Each city’s projected mid-century temperature is warmer than its 1970–2000 baseline. The size of the increase varies with the location, and would vary again with a different model or pathway. Precipitation changes are smaller and less consistent in direction: precipitation is the harder of the two variables to project, and a warming climate does not move every place the same way. The Whittaker diagram makes a shift like this easy to see. A warming city moves to the right along the temperature axis, and a later chapter uses exactly that motion to show how a place can move toward the edge of its biome.

5.7 A larger example: the botanical gardens

The examples so far have used a few locations typed in by hand. get_climate() works just as well on a large set of coordinates read from a file. The whittakerr package includes a table of botanical garden locations, and this section uses the California gardens from it to retrieve climate at scale.

The table ships with the package. Find it with system.file() and read it:

Show the code

## locate the botanical-gardens file bundled with whittakerr
gardens_file <- system.file("extdata", "Bot_Garden_Geocode_CSV.csv",
                            package = "whittakerr")

## the gardens CSV is in Windows-1252, a legacy Windows
## encoding; read_csv() assumes UTF-8 unless told otherwise
gardens <- read_csv(gardens_file,
                    locale = locale(encoding = "Windows-1252"))

Each row is one garden, with its name, city, state, and coordinates. Keep just the California gardens:

Show the code

## keep only the California gardens
ca_gardens <- filter(gardens, State == "CA")

The California subset holds 65 gardens, enough that entering them by hand would be slow and error-prone. Retrieving climate for all of them is still a single call:

Show the code

## retrieve climate for every California garden in one call
ca_climate <- get_climate(lon = ca_gardens$lon, lat = ca_gardens$lat)

The 2.5 arc-minute historical grid is already cached from the earlier examples, so this call downloads nothing. It is a few dozen cell lookups and returns at once.

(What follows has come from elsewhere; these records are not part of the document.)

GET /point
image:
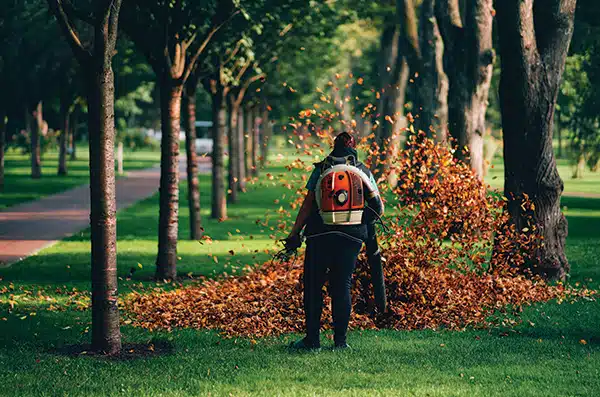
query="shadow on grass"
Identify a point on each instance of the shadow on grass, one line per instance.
(129, 351)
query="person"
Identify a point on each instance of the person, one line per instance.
(332, 246)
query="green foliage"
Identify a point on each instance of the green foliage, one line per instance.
(22, 141)
(528, 359)
(578, 108)
(135, 139)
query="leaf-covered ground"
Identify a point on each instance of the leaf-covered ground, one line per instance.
(440, 270)
(553, 350)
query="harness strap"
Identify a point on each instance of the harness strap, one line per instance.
(349, 237)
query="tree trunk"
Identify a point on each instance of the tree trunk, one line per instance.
(265, 137)
(468, 61)
(249, 138)
(73, 133)
(2, 144)
(432, 82)
(189, 113)
(219, 132)
(579, 165)
(393, 75)
(170, 109)
(241, 158)
(234, 163)
(106, 335)
(534, 42)
(64, 133)
(96, 65)
(255, 141)
(559, 155)
(36, 132)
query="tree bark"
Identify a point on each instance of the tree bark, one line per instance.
(432, 81)
(219, 132)
(2, 144)
(168, 223)
(234, 163)
(64, 133)
(105, 313)
(534, 41)
(189, 113)
(255, 132)
(249, 140)
(36, 132)
(96, 65)
(265, 136)
(73, 134)
(468, 61)
(241, 158)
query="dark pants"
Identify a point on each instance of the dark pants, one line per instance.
(329, 257)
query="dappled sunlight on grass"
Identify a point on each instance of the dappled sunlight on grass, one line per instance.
(20, 188)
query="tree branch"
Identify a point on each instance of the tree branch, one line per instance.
(113, 23)
(207, 38)
(69, 31)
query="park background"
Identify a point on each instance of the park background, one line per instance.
(277, 80)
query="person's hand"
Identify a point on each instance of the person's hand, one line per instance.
(293, 241)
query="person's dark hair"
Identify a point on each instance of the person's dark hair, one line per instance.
(344, 140)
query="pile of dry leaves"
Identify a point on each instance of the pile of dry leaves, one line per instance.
(453, 260)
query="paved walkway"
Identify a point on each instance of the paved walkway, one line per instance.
(27, 228)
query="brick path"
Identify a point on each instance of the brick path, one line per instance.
(27, 228)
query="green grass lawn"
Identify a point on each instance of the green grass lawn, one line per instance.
(543, 356)
(19, 187)
(590, 183)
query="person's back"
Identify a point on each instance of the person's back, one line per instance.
(342, 193)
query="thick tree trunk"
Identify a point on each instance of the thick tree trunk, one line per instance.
(170, 108)
(234, 163)
(219, 132)
(36, 132)
(533, 46)
(64, 133)
(249, 140)
(241, 158)
(468, 60)
(432, 82)
(265, 136)
(255, 131)
(106, 335)
(189, 112)
(96, 65)
(2, 144)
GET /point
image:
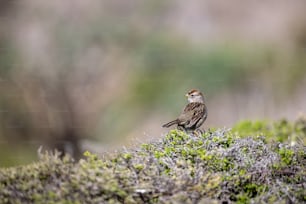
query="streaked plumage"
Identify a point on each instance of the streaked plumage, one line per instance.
(194, 113)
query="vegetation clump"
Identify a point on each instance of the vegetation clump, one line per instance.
(220, 165)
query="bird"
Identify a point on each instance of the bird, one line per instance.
(193, 115)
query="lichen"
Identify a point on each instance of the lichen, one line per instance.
(219, 166)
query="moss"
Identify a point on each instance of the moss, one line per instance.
(218, 166)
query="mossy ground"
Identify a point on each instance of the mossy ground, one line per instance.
(244, 165)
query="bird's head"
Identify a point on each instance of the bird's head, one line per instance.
(195, 95)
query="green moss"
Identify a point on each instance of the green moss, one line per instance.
(220, 165)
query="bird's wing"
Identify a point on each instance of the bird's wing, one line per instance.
(192, 113)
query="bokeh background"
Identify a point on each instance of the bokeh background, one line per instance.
(99, 75)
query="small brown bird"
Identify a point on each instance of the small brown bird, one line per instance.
(194, 113)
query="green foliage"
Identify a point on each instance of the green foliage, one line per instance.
(280, 131)
(220, 165)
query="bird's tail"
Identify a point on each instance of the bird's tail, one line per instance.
(171, 123)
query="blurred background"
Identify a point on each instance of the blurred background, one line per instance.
(98, 75)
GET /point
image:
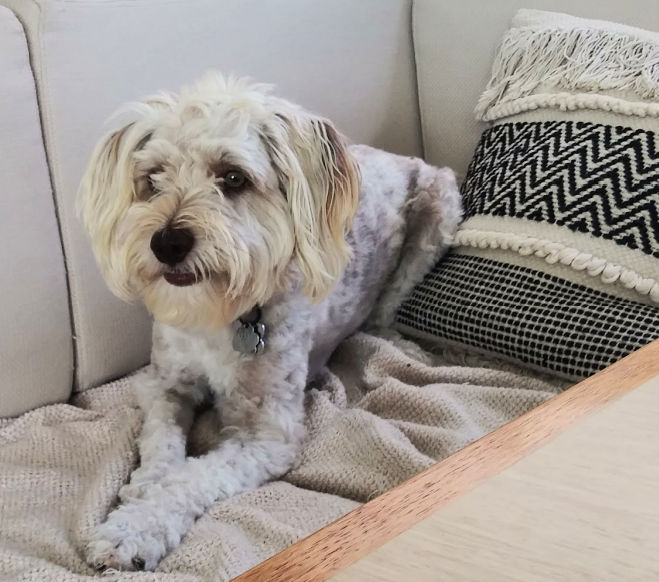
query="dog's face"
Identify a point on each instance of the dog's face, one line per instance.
(200, 206)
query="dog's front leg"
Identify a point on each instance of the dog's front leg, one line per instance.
(168, 401)
(263, 418)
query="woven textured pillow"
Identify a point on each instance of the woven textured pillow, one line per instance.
(557, 263)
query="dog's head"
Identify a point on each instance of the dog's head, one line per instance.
(201, 204)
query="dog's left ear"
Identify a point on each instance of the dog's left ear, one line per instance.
(320, 179)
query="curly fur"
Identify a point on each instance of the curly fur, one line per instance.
(324, 237)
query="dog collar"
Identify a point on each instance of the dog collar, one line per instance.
(249, 338)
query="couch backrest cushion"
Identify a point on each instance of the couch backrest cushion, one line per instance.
(36, 355)
(455, 43)
(351, 61)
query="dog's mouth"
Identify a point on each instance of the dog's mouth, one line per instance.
(181, 279)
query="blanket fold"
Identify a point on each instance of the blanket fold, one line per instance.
(381, 412)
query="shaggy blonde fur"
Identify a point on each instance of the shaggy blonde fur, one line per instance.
(277, 212)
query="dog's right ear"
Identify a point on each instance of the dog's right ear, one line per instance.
(106, 192)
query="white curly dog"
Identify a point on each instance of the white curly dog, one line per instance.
(258, 240)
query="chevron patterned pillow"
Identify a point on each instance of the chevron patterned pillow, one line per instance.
(557, 263)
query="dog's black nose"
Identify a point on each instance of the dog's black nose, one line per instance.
(172, 245)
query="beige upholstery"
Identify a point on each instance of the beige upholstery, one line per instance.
(454, 47)
(36, 360)
(351, 61)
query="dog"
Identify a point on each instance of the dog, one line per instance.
(258, 240)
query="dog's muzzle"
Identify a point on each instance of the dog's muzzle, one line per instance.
(172, 245)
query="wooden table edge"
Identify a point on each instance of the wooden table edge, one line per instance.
(344, 541)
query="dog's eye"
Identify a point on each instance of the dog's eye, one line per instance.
(234, 179)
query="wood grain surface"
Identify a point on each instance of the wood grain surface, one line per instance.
(344, 541)
(583, 507)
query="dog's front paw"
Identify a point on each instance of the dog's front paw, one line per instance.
(136, 536)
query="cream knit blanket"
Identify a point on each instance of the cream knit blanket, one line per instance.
(384, 412)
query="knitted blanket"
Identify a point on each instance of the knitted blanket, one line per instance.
(383, 411)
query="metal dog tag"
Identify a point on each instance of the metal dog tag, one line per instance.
(249, 338)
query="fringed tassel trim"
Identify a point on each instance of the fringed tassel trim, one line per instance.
(554, 252)
(545, 68)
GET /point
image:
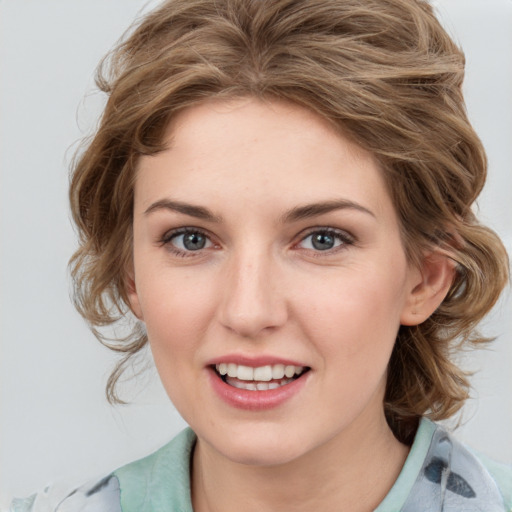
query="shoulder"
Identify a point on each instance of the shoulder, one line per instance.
(454, 477)
(99, 496)
(156, 482)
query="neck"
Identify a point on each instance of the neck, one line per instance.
(354, 470)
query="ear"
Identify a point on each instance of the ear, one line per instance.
(131, 290)
(429, 285)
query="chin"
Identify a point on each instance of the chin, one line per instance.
(265, 447)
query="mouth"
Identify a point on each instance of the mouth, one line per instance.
(260, 378)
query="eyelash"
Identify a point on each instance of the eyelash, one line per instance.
(166, 240)
(343, 237)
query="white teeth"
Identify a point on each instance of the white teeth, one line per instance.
(278, 371)
(232, 370)
(245, 373)
(289, 371)
(261, 373)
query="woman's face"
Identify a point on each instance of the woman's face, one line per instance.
(266, 246)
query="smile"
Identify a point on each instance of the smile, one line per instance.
(260, 378)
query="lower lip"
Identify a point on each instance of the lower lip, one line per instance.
(255, 400)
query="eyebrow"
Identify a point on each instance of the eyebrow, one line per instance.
(312, 210)
(199, 212)
(295, 214)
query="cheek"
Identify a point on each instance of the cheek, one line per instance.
(177, 309)
(354, 312)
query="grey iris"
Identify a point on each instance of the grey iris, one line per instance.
(194, 241)
(322, 241)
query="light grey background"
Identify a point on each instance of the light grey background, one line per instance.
(55, 422)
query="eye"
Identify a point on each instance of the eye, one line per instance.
(186, 241)
(325, 240)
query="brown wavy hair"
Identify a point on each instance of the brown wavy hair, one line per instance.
(385, 72)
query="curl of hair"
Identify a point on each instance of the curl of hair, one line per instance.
(385, 73)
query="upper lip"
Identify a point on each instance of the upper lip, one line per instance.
(254, 361)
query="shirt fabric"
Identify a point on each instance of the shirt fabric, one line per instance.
(439, 475)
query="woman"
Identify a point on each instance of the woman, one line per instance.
(280, 193)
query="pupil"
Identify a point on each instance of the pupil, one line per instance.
(322, 241)
(194, 241)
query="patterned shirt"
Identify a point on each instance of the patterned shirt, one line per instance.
(439, 475)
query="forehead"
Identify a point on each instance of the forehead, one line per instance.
(264, 152)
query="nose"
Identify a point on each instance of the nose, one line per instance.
(253, 296)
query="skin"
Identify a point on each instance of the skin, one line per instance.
(259, 287)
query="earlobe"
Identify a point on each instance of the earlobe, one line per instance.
(133, 297)
(429, 288)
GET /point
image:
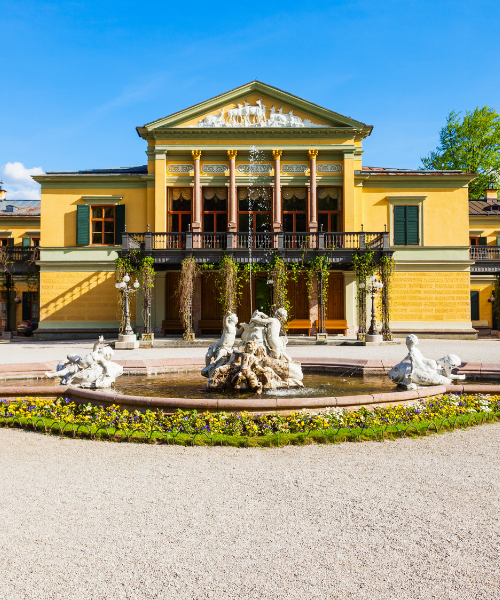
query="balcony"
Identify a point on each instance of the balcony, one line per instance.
(208, 247)
(487, 259)
(18, 259)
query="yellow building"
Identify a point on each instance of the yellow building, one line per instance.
(19, 253)
(252, 173)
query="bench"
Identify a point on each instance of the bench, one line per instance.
(301, 325)
(334, 325)
(211, 324)
(172, 325)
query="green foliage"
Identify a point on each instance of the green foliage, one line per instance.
(140, 268)
(242, 428)
(385, 270)
(364, 267)
(471, 143)
(185, 291)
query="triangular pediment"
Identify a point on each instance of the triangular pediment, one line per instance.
(256, 104)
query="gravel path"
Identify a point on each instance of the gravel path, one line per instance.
(377, 521)
(468, 350)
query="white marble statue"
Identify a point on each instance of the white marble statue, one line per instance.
(224, 346)
(261, 364)
(415, 371)
(94, 370)
(247, 115)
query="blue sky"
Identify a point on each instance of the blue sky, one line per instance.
(78, 77)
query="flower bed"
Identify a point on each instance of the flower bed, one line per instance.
(65, 417)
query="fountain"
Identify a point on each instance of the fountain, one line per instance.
(258, 363)
(415, 371)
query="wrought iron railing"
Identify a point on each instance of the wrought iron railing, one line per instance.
(261, 241)
(18, 254)
(484, 252)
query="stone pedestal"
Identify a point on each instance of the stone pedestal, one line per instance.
(126, 342)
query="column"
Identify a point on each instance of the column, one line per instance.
(352, 221)
(160, 193)
(233, 201)
(313, 206)
(197, 191)
(277, 223)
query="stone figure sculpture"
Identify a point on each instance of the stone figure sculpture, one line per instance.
(94, 370)
(415, 371)
(224, 346)
(262, 364)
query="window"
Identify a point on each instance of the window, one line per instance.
(254, 209)
(294, 209)
(179, 215)
(474, 306)
(214, 209)
(406, 225)
(30, 305)
(103, 225)
(329, 209)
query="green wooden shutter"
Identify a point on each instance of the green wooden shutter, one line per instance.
(399, 225)
(83, 225)
(474, 306)
(119, 223)
(412, 225)
(26, 305)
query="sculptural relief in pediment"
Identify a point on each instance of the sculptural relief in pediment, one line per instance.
(255, 111)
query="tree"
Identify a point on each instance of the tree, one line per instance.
(471, 144)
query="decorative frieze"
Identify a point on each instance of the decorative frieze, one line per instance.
(214, 169)
(328, 168)
(247, 169)
(302, 168)
(180, 169)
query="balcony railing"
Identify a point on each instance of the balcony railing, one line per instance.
(484, 252)
(20, 254)
(260, 241)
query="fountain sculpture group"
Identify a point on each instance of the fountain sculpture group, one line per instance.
(415, 371)
(94, 370)
(257, 362)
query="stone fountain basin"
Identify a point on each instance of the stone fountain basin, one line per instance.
(257, 405)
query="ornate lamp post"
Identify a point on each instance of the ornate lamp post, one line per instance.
(127, 336)
(373, 287)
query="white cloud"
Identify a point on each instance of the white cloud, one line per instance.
(18, 182)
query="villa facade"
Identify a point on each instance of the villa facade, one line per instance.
(253, 172)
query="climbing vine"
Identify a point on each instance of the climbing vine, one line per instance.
(131, 265)
(386, 270)
(185, 292)
(364, 268)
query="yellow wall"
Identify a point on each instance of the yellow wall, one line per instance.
(446, 213)
(58, 219)
(78, 297)
(430, 296)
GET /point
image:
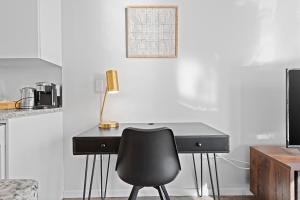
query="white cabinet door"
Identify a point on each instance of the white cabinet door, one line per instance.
(31, 29)
(19, 29)
(50, 30)
(2, 151)
(35, 151)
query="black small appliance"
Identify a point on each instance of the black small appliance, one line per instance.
(46, 95)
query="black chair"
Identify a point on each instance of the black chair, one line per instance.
(148, 158)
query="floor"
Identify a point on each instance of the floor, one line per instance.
(180, 198)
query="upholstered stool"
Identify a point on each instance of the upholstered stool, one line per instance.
(18, 189)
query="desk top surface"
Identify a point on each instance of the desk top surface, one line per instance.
(179, 129)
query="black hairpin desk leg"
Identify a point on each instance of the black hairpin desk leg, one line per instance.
(92, 177)
(210, 175)
(85, 175)
(103, 193)
(217, 177)
(196, 175)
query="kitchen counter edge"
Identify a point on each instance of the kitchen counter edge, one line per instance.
(15, 113)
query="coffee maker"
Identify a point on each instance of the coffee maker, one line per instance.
(48, 95)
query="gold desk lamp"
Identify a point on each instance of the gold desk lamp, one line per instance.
(112, 86)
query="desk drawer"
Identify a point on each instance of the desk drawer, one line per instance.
(196, 144)
(90, 145)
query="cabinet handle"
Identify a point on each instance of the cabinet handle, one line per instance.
(198, 144)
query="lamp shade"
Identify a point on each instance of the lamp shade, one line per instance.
(112, 81)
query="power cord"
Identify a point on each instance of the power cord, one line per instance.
(233, 162)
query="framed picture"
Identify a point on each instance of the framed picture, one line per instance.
(151, 31)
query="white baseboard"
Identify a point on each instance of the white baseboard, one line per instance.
(149, 192)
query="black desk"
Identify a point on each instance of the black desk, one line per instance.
(190, 138)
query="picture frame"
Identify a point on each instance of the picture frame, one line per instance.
(152, 31)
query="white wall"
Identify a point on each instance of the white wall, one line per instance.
(229, 73)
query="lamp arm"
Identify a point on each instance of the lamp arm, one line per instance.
(102, 107)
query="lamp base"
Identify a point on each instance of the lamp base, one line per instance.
(109, 124)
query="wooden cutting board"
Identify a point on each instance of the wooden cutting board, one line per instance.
(5, 105)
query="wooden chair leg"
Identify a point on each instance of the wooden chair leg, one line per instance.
(165, 192)
(134, 192)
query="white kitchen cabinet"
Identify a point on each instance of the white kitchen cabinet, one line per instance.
(19, 29)
(35, 151)
(31, 29)
(2, 152)
(50, 31)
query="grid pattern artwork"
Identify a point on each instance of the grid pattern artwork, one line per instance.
(151, 32)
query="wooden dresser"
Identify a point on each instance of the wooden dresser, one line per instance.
(274, 172)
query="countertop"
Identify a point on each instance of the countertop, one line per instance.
(14, 113)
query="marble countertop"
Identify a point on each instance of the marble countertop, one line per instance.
(13, 113)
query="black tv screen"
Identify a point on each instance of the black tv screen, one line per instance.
(293, 107)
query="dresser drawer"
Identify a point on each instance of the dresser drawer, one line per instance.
(90, 145)
(198, 144)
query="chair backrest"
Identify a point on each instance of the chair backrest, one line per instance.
(147, 157)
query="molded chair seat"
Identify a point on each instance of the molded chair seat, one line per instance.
(148, 158)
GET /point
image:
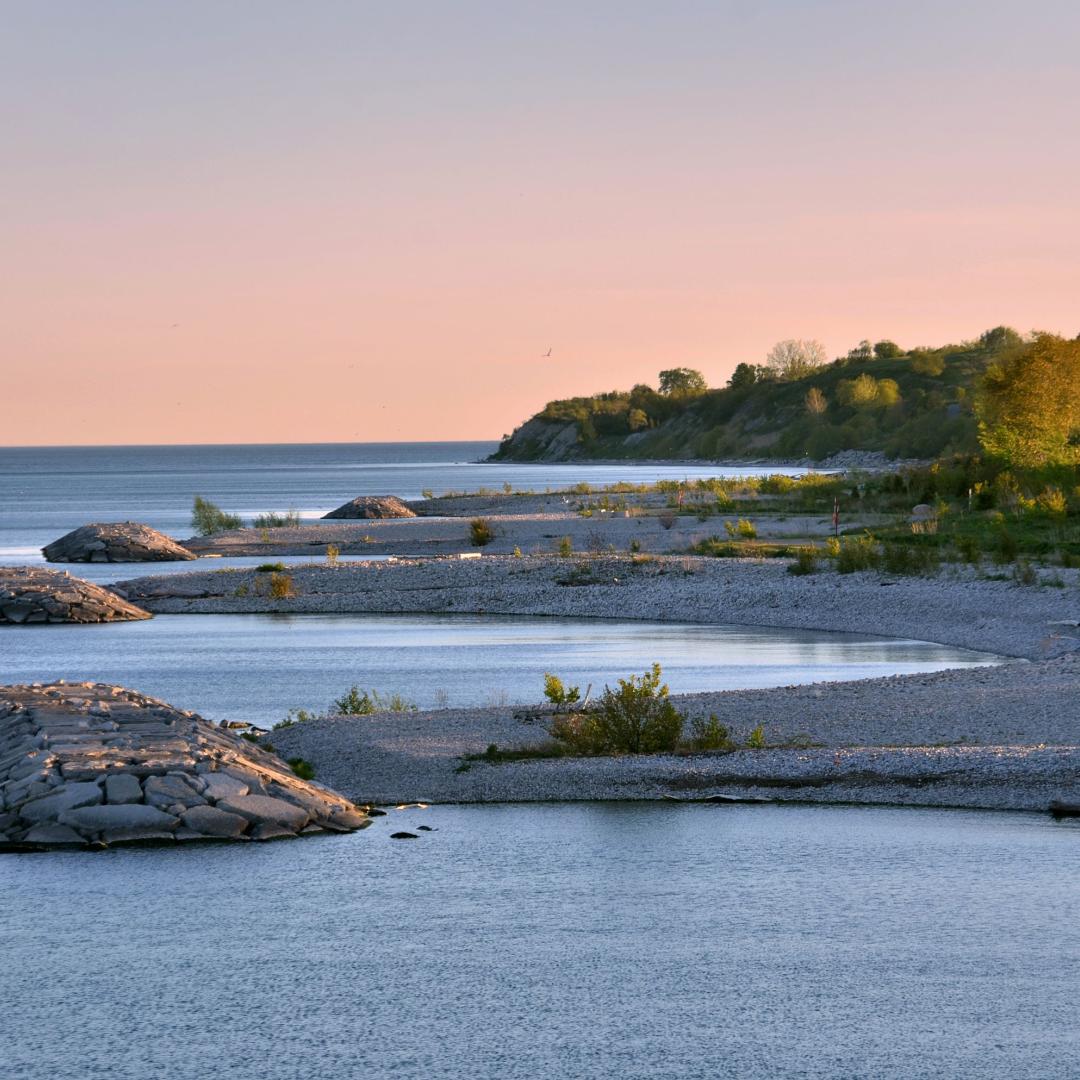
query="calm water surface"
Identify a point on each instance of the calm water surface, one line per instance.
(258, 666)
(46, 491)
(648, 942)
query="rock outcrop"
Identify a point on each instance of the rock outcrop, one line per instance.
(373, 505)
(31, 594)
(116, 542)
(85, 765)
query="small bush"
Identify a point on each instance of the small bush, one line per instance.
(358, 702)
(481, 532)
(301, 768)
(281, 586)
(710, 734)
(968, 549)
(272, 521)
(858, 553)
(806, 562)
(206, 518)
(636, 717)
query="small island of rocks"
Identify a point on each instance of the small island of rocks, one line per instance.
(116, 542)
(373, 505)
(30, 594)
(90, 766)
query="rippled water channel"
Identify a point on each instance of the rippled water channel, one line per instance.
(622, 941)
(258, 666)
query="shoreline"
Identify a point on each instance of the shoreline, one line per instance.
(1003, 737)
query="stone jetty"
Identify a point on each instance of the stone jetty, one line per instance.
(85, 765)
(116, 542)
(32, 594)
(373, 505)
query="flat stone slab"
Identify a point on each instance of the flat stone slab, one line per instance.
(116, 542)
(32, 594)
(86, 765)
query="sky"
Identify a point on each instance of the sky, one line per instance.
(250, 220)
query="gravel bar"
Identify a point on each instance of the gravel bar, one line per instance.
(1006, 737)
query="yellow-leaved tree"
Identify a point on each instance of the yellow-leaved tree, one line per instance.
(1028, 403)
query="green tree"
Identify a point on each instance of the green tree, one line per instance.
(744, 375)
(815, 402)
(1028, 403)
(861, 391)
(999, 339)
(682, 382)
(862, 352)
(925, 362)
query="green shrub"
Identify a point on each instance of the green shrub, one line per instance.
(481, 532)
(206, 518)
(271, 521)
(858, 553)
(281, 586)
(636, 717)
(710, 734)
(358, 702)
(806, 562)
(969, 549)
(559, 696)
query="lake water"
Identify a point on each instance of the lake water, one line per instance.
(659, 942)
(257, 666)
(46, 491)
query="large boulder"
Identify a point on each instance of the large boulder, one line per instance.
(373, 505)
(31, 594)
(88, 765)
(116, 542)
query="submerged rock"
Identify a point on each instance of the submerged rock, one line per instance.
(116, 542)
(89, 765)
(31, 594)
(373, 505)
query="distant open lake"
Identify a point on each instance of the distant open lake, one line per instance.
(46, 491)
(631, 942)
(258, 666)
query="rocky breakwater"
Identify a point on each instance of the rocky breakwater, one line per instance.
(90, 766)
(36, 595)
(116, 542)
(373, 505)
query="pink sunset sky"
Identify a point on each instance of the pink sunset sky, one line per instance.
(246, 220)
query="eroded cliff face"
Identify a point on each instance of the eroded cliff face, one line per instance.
(542, 441)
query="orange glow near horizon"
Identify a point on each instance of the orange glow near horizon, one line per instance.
(259, 224)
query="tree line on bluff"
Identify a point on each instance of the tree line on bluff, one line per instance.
(1015, 395)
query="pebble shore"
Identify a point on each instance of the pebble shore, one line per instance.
(1004, 737)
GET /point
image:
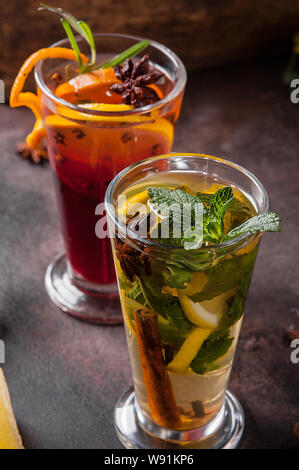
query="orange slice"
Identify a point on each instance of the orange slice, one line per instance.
(93, 86)
(9, 435)
(32, 101)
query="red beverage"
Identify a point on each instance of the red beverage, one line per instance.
(92, 134)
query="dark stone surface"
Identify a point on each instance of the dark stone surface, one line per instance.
(64, 375)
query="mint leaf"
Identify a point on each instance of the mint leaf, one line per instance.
(205, 197)
(165, 305)
(225, 275)
(183, 212)
(164, 197)
(176, 276)
(214, 222)
(215, 346)
(269, 222)
(236, 309)
(136, 294)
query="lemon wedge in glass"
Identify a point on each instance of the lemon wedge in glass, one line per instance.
(9, 435)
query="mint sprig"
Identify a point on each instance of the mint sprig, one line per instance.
(214, 220)
(269, 222)
(215, 346)
(225, 275)
(165, 305)
(212, 209)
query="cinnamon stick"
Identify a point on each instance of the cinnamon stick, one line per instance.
(159, 391)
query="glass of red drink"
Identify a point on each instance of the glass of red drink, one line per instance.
(91, 136)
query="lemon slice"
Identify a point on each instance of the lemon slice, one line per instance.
(9, 434)
(188, 350)
(133, 203)
(205, 314)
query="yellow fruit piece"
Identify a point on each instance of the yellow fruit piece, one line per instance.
(133, 204)
(196, 284)
(208, 313)
(9, 435)
(188, 351)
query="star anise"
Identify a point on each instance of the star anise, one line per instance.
(135, 78)
(36, 156)
(128, 258)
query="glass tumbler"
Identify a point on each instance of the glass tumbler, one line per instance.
(170, 406)
(87, 147)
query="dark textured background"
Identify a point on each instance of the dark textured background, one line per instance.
(65, 376)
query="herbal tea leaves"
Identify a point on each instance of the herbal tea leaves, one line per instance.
(215, 346)
(225, 275)
(269, 222)
(171, 204)
(81, 27)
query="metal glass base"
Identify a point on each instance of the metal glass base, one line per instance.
(135, 431)
(95, 306)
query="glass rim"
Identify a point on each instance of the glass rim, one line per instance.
(178, 88)
(230, 244)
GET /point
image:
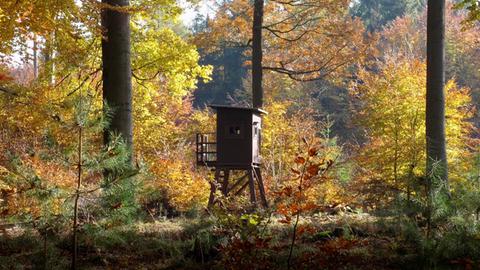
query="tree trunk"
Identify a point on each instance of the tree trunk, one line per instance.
(257, 54)
(435, 110)
(117, 84)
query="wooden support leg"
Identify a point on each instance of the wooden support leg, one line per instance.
(261, 187)
(213, 188)
(251, 183)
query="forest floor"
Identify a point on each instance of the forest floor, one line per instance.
(340, 241)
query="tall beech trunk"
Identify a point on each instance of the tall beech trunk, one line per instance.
(435, 110)
(257, 54)
(117, 78)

Combine the climate values with the garden names, using the same two-step pattern as the cities example:

Show the code

## step 1: take just the climate columns
garden_values <- select(ca_climate, mat_c, map_cm)

## step 2: attach them to the garden names and cities
ca_result <- bind_cols(select(ca_gardens, Name, City), garden_values)

## show the first eight gardens
ca_result |>
  slice_head(n = 8) |>
  gt() |>
  tab_source_note("Climate values: WorldClim 2.1, 1970–2000 baseline.")

Name	City	mat_c	map_cm
Los Angeles County Arboretum and Botanic Garden	Arcadia	18.42833	43.1
Regional Parks Botanic Garden	Berkeley	14.94317	64.2
Marin-Bolinas Botanical Gardens	Bolinas	13.76615	108.1
Harland Hand Memorial Garden	El Cerrito	15.09635	69.1
San Diego Botanic Garden (formerly Quail Botanical Gardens)	Encinitas	16.26250	29.3
Fullerton Arboretum	Fullerton	18.42517	36.5
University of California Irvine Arboretum	Irvine	17.78083	32.8
Blake Garden	Kensington	14.59500	73.7
Climate values: WorldClim 2.1, 1970–2000 baseline.

The full California set spans a wide climate range, from the cool, wet gardens of the far north coast to the hot, dry gardens of the southern deserts. That spread is the point. One get_climate() call has placed every garden on the same two climate axes, ready for the Whittaker diagram. The Basic Whittaker Diagrams chapter takes this same California result and plots all of the gardens together, and a later chapter uses them to ask which gardens sit closest to a biome boundary, and so face the most change as the climate shifts.